The Big Conversation

Recently, I came across a phenomenal podcast through Howard Silverman’s blog Solving For Pattern (which is also brilliant, by the way).

The podcast is called The Conversation and it’s built on a sweeping hypothesis:

There are moments in history when the status quo fails. Political systems prove insufficient, religious ideas insatisfactory, social structures intolerable. These are moments of crisis. During some of these moments, great minds have entered into conversations and torn apart inherited ideas. Dethroning truths and combining old thoughts and creating new ideas, they have shaped the norms of future generations. Every era has its issues but do ours warrant the conversation? If they do, is it happening?

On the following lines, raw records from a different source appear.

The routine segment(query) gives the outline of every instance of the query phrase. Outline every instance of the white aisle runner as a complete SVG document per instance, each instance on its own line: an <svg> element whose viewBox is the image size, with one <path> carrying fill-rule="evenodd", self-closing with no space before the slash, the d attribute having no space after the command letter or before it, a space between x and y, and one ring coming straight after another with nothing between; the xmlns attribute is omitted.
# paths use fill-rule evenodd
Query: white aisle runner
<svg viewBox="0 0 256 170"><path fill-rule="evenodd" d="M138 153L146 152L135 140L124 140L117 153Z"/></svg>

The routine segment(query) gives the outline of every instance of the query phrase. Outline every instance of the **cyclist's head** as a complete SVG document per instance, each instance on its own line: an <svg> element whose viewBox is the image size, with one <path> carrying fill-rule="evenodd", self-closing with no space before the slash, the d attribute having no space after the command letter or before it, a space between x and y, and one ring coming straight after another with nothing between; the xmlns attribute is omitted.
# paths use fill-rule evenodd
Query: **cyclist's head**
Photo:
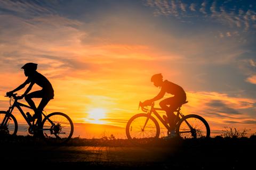
<svg viewBox="0 0 256 170"><path fill-rule="evenodd" d="M37 69L37 64L28 63L25 64L21 69L24 69L24 73L26 76L29 75L31 73L35 72Z"/></svg>
<svg viewBox="0 0 256 170"><path fill-rule="evenodd" d="M153 75L151 78L151 81L154 82L155 86L159 87L163 82L163 75L161 73Z"/></svg>

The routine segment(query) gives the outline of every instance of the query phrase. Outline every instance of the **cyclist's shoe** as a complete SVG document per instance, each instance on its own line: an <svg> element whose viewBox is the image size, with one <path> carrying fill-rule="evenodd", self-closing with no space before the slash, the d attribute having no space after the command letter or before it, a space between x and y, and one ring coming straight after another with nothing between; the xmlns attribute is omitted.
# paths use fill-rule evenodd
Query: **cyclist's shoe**
<svg viewBox="0 0 256 170"><path fill-rule="evenodd" d="M30 122L35 121L35 120L37 119L38 118L38 114L34 114L31 117L31 121L30 121Z"/></svg>
<svg viewBox="0 0 256 170"><path fill-rule="evenodd" d="M178 118L175 120L175 124L177 124L178 122L179 122L179 121L180 121L180 118L178 117Z"/></svg>

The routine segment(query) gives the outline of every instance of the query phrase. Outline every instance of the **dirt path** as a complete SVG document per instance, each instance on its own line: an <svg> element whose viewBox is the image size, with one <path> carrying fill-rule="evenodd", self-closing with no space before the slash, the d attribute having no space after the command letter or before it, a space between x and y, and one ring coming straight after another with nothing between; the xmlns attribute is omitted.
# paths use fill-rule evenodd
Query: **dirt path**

The podcast is a series of conversations with American thinkers, wrestling with big ideas about the future. The idea is that no single set of ideas will shape the future and that we need the cross-pollination and tension between all of these ideas to see the patterns of how the future might turn out.

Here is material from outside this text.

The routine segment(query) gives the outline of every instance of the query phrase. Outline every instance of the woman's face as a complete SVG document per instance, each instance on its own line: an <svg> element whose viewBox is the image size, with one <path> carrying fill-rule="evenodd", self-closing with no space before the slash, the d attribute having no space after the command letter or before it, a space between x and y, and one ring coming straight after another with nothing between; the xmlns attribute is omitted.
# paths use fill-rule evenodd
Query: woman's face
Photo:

The conversations are immensely inspiring and thought-provoking. Especially because the interviewer and conversation instigator Aengus Anderson makes a good effort to connect the thoughts and concepts from the different conversations. He and co-host Micah Saul curate each conversation with a brief preface and a conclusion, connecting the dots to draw the bigger picture along the way. It’s intellectually stimulating and very rewarding to listen to.

Just to illustrate the breadth of the conversation, here’s a few choice quotes to pique your curiosity. They are taken from three conversations that were released almost back-to-back in August last year:

Wes Jackson, author and researcher focusing on sustainable agriculture:

I think [this] is the most important moment [in human history] including our walk out of Africa. (..) See, as hunter/gatherers we didn’t have to worry about practicing restraint, so it’s been a trajectory of exploitation starting with agriculture. That’s why I think that if we don’t get sustainable agriculture first, it’s not going to happen. The restraint from the past, is what paradoxically has allowed civilization and the exploitation of all those resources. It’s what has given us the knowledge. Now the big question is: Can we start living within our means and retain the knowledge as TS Eliot put it “and in the end know our place for the first time”?

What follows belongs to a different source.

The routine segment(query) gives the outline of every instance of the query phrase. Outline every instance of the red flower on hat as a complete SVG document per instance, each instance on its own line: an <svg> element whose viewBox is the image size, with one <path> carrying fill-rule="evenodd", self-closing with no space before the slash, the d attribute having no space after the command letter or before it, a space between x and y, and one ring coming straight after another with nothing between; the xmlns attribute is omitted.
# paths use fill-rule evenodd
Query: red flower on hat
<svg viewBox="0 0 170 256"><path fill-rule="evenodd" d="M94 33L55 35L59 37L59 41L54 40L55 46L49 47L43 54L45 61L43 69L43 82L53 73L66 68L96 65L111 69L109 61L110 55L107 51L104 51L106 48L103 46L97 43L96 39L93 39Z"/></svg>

Joseph Tainter, author and researcher focusing on societal collapse:

People will not voluntarily refrain from consumption they can afford on the basis of abstractions about the future. If people don’t experience problems in their daily lives, they will simply continue spending whatever they can afford and consuming whatever they can afford. Economists tell us, and at this point I agree with them, that what changes people’s behavior is the price mechanism. That is what curtails people’s consumption.

(..)

In human evolution there was never selective pressure to think broadly in either time nor space, and so humans don’t. We’re simply not inclined to by nature. A few people do but they’re the rarity.

Robert Zubrin, aerospace engineer and advocate for manned exploration of Mars:

The discounting of material well-being is a cheap shot. It’s from people who don’t have to deal with the lack of material well-being.

(..)

To dismiss the need of other people to do alright, because “it’s just material stuff, and who needs that”  — that’s really being dismissive of vital concerns because they’re no longer of concern to you. This idea that people are vermin, consuming the world. This idea creates catastrophic policies.

Whereas the other point of view that humans are creators, and you can be a creator, and we are all part of the creative process of creating an ever-expanding horizon for humanity, in which all men can be brothers, whereas they can’t in this Hobbesian world.

I’m slowly working my way through the more than 40 different conversations that have been posted so far. And it’s just fascinating. Do give it a listen.